Brattleboro Dog and Wolf-Hybrid Licenses Due

Brattleboro dog and wolf-hybrid licenses are due on or before April 1 (There is a grace period, this year only, until April 3rd due to the fact that April 1 falls on a Saturday). Vermont dogs and wolf-hybrids 6 months of age and older must be licensed on or before April 1. For dogs not previously licensed in Brattleboro, a first-time license must be obtained in person from the Town Clerk’s office. Licenses being renewed may be processed in the Town Clerk’s office, through the mail or online at

Vaccination against rabies is required by Vermont Statutes before licensing. A current vaccination means:

All dogs and wolf-hybrids over three months of age shall be vaccinated against rabies. The initial vaccination shall be valid for 12 months. Within 9 to 12 months of the initial vaccination, the animal must receive a booster vaccination.

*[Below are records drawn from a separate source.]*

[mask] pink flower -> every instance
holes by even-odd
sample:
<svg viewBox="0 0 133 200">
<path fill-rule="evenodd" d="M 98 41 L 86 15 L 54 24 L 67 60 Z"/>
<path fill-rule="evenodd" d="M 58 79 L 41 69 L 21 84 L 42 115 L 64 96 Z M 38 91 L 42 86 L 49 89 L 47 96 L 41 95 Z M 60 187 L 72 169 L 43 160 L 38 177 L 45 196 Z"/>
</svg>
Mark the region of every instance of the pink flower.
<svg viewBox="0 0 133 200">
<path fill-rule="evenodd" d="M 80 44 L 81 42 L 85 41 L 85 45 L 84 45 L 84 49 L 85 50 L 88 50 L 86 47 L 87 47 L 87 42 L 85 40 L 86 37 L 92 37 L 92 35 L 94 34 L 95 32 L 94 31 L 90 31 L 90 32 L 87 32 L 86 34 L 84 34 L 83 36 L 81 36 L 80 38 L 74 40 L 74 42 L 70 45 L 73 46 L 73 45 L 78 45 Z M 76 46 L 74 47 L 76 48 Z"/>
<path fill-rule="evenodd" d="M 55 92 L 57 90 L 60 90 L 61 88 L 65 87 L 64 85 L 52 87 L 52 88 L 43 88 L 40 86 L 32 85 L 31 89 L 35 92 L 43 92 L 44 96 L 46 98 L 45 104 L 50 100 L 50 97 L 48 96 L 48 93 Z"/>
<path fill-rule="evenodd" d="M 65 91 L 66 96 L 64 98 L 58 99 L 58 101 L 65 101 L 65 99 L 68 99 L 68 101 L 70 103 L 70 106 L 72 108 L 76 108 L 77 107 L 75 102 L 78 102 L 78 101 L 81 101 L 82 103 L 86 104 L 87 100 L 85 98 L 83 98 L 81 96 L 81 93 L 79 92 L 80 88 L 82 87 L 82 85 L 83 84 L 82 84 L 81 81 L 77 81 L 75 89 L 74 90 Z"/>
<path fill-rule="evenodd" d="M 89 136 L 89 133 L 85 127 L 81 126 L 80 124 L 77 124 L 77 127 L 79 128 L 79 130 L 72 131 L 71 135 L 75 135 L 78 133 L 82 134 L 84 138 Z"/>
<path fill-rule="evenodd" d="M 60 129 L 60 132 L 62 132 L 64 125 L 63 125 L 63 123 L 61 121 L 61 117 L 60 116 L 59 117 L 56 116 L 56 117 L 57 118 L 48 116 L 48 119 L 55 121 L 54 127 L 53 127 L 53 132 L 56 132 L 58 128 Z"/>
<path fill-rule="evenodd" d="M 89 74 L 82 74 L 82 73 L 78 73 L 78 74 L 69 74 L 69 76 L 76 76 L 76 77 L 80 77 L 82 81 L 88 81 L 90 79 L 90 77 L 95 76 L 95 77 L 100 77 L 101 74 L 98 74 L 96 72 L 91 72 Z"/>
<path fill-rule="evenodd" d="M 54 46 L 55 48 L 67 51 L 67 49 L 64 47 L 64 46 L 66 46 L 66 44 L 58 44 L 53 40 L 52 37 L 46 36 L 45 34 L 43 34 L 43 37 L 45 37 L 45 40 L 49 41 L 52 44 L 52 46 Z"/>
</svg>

All subsequent vaccinations following the initial vaccination shall be valid for 36 months.

If an animal has been spayed or neutered, the certificate issued by the veterinarian must be presented when licensing the animal for the first time. A current rabies certificate issued and signed by a veterinarian must be filed with the Town Clerk.

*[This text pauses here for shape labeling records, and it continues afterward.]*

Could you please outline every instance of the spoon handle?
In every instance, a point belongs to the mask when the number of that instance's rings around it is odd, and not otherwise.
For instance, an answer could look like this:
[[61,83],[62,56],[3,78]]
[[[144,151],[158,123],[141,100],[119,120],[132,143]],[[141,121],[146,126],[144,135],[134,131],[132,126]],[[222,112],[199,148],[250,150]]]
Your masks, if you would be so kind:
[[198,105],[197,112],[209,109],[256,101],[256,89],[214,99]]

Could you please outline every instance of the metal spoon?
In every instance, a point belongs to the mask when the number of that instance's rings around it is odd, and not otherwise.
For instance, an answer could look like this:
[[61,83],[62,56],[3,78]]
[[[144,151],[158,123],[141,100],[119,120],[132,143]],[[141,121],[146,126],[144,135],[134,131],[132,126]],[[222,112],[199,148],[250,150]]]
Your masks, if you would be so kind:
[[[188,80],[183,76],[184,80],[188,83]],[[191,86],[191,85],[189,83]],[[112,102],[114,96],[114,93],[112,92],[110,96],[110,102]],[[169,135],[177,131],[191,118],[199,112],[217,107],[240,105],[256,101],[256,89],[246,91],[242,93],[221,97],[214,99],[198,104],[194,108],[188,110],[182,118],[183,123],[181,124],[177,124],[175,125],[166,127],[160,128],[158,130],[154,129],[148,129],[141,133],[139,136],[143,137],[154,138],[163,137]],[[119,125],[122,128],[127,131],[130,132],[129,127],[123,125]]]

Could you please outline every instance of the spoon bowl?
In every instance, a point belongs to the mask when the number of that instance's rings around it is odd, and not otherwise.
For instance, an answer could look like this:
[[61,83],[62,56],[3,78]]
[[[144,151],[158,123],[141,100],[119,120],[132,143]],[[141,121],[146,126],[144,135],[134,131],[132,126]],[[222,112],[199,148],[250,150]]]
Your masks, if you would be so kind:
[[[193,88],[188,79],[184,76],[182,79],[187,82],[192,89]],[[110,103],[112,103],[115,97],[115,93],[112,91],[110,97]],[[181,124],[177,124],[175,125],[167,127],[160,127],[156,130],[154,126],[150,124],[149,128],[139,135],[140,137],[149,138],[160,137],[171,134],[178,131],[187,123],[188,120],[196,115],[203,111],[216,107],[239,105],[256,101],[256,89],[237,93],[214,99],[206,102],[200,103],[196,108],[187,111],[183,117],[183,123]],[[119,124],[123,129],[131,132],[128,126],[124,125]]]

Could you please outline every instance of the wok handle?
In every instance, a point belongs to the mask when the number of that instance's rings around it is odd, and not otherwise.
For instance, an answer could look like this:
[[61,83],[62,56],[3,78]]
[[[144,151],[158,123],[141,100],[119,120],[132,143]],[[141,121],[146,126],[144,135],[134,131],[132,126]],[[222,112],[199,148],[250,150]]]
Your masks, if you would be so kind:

Specially trained assistance dogs may be eligible for a reduced licensing fee.

Dogs and wolf-hybrids licensed after April 1 will be charged a penalty. In addition, any person failing to license a dog or wolf-hybrid may be fined up to $100 and the dog or wolf-hybrid may be impounded. If an animal licensed last year has died or been given away, please contact the Town Clerk’s office at 251-8157 Monday through Friday, 8:30 A. M. to 5:00 P. M.

Thank you,

Hilary Francis
Brattleboro Town Clerk
230 Main Street, Suite 108
Brattleboro. VT 05301
ph 802-251-8129
fax 802-257-2312

Comments | 1

  • Is a Chow Chow a wolf hybrid?

    Is a Chow Chow a wolf hybrid?
    Is it correct that Chow Chows are descended from Siberian wolves?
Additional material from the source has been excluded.